同じく( 3 )についても、上告人は百貨店のお中元、お歳暮の例を引いて本件5000円の記念品は社会的に相当な金額であったと主張しているようであるが、前述した理由にくわえ、そもそも祝意を表し、完成の喜びをともに分かち合うことで十分式典目的を達しているにもかかわらずそれに加えて記念品と称して商品券を配布しその金額についてお中元・お歳暮を持ち出してこれに比べて同じほどの金額であるというには余りにも飛躍しており、公金支出の杜撰さ、地方公共団体と自然人( 一般社会 )の区別( 公私の区別 )の余りの無さには絶句する外ない。

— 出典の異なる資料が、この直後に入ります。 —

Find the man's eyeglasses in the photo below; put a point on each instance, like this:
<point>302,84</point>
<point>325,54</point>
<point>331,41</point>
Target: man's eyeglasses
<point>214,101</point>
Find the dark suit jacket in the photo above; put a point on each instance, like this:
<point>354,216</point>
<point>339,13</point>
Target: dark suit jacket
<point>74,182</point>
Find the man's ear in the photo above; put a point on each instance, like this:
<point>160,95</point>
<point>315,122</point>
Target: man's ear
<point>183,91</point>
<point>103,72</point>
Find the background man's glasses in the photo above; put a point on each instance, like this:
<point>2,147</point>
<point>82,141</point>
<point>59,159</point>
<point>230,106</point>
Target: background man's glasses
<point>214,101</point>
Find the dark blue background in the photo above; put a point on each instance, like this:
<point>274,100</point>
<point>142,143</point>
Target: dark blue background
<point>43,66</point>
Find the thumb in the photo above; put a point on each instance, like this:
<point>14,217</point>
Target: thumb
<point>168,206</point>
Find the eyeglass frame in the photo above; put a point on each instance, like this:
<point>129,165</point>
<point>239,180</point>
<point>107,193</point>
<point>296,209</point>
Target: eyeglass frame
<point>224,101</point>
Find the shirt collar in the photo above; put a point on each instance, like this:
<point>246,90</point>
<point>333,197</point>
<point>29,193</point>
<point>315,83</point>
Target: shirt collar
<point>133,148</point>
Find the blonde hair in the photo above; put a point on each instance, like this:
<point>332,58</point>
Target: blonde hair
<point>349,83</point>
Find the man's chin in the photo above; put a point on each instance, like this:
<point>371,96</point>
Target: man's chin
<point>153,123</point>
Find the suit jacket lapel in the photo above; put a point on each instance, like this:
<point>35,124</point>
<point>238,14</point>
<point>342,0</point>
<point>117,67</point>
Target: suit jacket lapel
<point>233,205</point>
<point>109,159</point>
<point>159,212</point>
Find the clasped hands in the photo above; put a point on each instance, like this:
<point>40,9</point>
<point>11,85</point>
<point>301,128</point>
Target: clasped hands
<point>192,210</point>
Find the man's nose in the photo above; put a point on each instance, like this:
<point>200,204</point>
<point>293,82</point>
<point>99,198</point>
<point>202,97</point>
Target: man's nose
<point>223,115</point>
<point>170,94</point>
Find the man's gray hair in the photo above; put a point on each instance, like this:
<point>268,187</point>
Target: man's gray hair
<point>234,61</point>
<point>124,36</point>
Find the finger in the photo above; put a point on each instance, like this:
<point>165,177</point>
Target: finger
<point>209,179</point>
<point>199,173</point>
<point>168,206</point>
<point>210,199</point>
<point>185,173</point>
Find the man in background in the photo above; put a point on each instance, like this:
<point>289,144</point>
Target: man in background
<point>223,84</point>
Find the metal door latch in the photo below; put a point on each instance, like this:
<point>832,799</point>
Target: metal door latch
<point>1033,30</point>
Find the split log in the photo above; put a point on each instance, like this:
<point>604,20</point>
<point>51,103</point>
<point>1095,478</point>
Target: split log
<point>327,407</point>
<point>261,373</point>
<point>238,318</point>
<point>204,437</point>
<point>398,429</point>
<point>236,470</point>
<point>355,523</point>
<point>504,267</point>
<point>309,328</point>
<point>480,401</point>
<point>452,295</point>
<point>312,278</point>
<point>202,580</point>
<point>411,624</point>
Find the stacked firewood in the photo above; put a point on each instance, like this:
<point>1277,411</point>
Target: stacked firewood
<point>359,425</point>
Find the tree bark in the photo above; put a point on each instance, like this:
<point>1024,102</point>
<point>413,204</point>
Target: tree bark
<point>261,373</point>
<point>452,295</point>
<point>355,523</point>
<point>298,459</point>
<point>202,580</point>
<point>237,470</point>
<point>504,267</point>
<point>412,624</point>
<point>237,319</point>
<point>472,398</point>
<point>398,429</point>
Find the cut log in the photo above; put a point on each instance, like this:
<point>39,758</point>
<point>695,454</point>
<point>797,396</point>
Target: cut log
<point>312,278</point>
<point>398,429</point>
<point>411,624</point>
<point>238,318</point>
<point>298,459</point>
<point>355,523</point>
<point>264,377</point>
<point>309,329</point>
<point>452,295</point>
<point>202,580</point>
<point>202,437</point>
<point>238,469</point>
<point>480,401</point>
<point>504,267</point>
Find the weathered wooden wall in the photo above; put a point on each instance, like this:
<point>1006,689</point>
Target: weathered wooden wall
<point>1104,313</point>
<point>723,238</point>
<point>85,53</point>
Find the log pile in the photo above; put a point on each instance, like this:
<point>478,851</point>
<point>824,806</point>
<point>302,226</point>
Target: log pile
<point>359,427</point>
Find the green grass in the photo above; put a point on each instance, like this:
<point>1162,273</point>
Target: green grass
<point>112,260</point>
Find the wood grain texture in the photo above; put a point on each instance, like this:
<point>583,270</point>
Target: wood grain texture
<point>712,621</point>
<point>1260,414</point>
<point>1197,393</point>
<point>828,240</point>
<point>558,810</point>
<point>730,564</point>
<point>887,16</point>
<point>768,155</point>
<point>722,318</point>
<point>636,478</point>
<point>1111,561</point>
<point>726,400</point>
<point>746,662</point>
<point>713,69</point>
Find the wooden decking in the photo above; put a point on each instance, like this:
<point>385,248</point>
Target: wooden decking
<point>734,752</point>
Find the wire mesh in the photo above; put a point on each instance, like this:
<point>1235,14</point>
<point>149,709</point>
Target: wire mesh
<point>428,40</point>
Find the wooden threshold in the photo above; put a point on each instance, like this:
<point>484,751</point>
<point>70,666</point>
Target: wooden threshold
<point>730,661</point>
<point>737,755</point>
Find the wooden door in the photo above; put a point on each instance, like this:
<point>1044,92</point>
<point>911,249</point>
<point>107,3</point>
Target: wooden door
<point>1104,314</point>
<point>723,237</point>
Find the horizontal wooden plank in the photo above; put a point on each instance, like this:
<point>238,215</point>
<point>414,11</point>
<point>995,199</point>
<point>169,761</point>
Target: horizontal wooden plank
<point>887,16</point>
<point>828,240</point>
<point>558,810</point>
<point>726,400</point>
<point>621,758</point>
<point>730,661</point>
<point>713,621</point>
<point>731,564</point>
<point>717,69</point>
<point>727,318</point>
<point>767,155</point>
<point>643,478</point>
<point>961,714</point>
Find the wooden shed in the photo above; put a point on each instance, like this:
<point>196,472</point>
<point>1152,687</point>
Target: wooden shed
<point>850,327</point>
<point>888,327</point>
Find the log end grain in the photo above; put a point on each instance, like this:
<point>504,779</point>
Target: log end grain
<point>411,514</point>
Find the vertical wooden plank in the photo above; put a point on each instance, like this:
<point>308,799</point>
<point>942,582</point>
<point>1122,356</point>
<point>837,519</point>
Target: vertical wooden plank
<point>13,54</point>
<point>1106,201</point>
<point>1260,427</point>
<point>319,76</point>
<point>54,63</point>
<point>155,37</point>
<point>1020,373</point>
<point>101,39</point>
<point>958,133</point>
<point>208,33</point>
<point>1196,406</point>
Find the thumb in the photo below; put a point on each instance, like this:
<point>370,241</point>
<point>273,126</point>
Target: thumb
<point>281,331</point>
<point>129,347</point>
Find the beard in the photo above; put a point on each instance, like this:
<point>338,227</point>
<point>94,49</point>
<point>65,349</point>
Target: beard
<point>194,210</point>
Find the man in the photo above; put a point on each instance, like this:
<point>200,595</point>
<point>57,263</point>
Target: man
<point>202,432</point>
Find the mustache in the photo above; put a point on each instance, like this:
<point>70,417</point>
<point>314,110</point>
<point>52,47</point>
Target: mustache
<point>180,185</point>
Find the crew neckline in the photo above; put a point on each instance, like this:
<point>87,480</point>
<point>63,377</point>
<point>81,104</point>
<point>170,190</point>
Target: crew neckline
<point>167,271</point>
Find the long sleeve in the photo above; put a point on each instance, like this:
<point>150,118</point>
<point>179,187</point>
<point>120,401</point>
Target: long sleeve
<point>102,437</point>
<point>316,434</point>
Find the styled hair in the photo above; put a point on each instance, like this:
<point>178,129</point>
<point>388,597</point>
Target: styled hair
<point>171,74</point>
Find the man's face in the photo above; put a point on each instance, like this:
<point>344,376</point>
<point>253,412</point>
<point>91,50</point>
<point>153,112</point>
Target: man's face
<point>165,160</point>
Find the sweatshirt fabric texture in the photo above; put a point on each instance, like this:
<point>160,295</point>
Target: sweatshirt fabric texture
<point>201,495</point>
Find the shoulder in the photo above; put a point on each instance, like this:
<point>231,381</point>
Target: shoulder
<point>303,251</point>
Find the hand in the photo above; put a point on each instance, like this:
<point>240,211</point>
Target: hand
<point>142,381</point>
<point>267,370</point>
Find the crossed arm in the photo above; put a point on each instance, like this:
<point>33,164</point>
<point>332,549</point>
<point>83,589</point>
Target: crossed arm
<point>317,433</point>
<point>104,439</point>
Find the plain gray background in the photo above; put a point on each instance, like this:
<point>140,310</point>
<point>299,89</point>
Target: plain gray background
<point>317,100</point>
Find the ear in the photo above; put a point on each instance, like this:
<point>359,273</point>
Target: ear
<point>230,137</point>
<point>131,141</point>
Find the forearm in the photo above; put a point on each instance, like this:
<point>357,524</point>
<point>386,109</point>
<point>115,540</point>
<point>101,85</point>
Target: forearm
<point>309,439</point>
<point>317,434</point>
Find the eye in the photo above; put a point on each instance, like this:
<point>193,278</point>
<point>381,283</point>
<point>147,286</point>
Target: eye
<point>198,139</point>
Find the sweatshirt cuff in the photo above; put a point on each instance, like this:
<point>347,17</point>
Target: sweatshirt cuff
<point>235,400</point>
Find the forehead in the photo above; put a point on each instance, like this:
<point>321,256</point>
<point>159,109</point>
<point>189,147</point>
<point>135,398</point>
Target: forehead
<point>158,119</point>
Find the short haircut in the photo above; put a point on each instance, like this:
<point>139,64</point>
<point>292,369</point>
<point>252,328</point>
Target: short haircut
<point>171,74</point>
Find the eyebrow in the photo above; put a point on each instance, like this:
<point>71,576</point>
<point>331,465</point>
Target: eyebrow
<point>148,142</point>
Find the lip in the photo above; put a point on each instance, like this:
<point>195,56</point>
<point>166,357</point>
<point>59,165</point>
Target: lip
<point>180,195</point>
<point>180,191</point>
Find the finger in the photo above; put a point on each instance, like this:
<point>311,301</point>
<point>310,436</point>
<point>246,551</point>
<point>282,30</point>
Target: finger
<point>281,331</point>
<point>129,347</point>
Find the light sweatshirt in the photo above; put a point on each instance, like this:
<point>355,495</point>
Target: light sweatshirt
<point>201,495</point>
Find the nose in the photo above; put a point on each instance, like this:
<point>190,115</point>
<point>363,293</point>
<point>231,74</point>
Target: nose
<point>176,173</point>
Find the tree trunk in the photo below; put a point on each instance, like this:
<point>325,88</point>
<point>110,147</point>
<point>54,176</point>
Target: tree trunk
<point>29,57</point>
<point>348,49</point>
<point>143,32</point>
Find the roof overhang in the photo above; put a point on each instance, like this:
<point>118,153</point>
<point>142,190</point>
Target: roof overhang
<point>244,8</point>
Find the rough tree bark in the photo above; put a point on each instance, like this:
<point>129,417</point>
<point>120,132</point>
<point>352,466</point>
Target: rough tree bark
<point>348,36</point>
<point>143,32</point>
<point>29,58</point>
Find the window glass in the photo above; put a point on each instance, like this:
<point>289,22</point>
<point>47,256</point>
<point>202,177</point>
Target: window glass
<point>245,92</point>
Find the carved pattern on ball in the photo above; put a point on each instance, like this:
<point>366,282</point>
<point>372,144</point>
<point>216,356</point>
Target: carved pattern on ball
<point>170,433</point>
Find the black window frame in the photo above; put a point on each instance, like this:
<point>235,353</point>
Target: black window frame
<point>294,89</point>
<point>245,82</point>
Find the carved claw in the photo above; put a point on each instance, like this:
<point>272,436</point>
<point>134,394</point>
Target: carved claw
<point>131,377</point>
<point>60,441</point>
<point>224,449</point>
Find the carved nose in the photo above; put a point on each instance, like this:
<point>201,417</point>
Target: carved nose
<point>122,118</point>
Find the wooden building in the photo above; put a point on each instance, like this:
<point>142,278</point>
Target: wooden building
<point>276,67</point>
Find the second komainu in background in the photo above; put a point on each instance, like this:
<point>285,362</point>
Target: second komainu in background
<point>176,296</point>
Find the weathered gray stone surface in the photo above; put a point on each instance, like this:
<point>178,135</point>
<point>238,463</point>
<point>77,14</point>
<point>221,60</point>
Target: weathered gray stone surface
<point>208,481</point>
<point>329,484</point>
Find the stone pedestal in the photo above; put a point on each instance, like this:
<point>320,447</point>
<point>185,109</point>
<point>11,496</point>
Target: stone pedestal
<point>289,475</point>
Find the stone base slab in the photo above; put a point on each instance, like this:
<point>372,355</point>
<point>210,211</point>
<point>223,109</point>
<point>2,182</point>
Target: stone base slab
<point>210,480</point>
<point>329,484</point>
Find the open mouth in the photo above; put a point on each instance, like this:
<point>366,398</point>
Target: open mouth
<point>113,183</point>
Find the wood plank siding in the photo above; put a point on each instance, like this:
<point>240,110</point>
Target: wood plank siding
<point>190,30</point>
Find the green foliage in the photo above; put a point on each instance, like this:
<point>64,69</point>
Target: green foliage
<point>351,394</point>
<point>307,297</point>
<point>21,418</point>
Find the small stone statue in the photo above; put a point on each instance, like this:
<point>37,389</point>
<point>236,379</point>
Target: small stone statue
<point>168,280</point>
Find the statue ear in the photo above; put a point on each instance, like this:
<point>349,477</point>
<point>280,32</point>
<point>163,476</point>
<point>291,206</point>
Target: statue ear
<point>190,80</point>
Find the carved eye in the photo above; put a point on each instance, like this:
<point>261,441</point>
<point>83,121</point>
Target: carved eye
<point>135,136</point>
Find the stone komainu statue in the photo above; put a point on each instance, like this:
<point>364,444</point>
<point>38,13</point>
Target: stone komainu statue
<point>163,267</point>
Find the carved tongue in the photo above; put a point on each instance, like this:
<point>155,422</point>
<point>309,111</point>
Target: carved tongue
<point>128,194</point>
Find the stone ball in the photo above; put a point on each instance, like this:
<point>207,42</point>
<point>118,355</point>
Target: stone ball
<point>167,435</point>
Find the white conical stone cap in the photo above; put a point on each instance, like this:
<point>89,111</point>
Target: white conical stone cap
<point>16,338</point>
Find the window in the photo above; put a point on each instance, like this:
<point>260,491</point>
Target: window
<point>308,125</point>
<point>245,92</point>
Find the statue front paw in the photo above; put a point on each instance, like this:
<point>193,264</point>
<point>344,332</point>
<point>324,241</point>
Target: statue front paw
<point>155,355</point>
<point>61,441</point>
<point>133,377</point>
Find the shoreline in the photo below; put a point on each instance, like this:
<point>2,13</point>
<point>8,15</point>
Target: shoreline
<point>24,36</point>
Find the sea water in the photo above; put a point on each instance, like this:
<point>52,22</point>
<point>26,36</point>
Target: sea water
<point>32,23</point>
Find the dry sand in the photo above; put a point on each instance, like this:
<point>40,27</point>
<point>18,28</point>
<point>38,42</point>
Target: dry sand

町は新庁舎建設で莫大な費用を投入し、今後もその維持費を含めて多額の返済をせねばならず、それらは町民が負担するのである。しかも長引く不況、デフレによって建設当時から町の財政難は深刻であり今後も予断を許さない現実があり、遥か以前ならともかく現実の苦しい財政状況から、「 社会通念 」といういささか曖昧な定義ではあっても、その意味するとことの大まかな範囲は( 金額についても )時と共にどんどん狭まってきており、町民の公金支出に対しては非常に厳しい目を持つようになってきている。

従って上告人のいう相当な金額であるとの主張は到底受け入れがたい金額なのである。町民は残念ながら建設費や維持費が高額になってしまったとしても、新築された庁舎の無事完成を祝い喜びを分かち合う気持ちを大切にしたい、との思いから竣工式が開催されたことにクレームをつけているのではない。しかし、来賓に対し記念品総額73万5000円をも支出したことにはいくら事情を考慮しても財政難、就職難の厳しい現状からして許されないばらまき支出、高額な金額との印象をもつのは当然であり、お中元、お歳暮と同列に論じる上告人の感覚を疑わざるを得ないのであり、失望を禁じえないのである。

2、 理由書の4について
 上告人は原判決が引用する第一審判決の、「 来賓のみに記念品を贈ったことが相当であったと首肯し得る事由がない限り、本件支出の違法判断要素とする 」 と判断をしているといって種々理由を挙げ判決の誤りを主張しているようであるが、先ず理解しなければならない第一は、来賓者という一部の者に記念品を配る積極的な必要がなかったという第一審及び原審の判断を知るべきである。これに関して上告人は説得力のある主張を示していない。いたずらに儀礼の範囲で相当な金額であったというのみで記念品配布の積極的必要性の具体的立証をしていない。第一審判決及び原判決はそのことを言い表しているのである。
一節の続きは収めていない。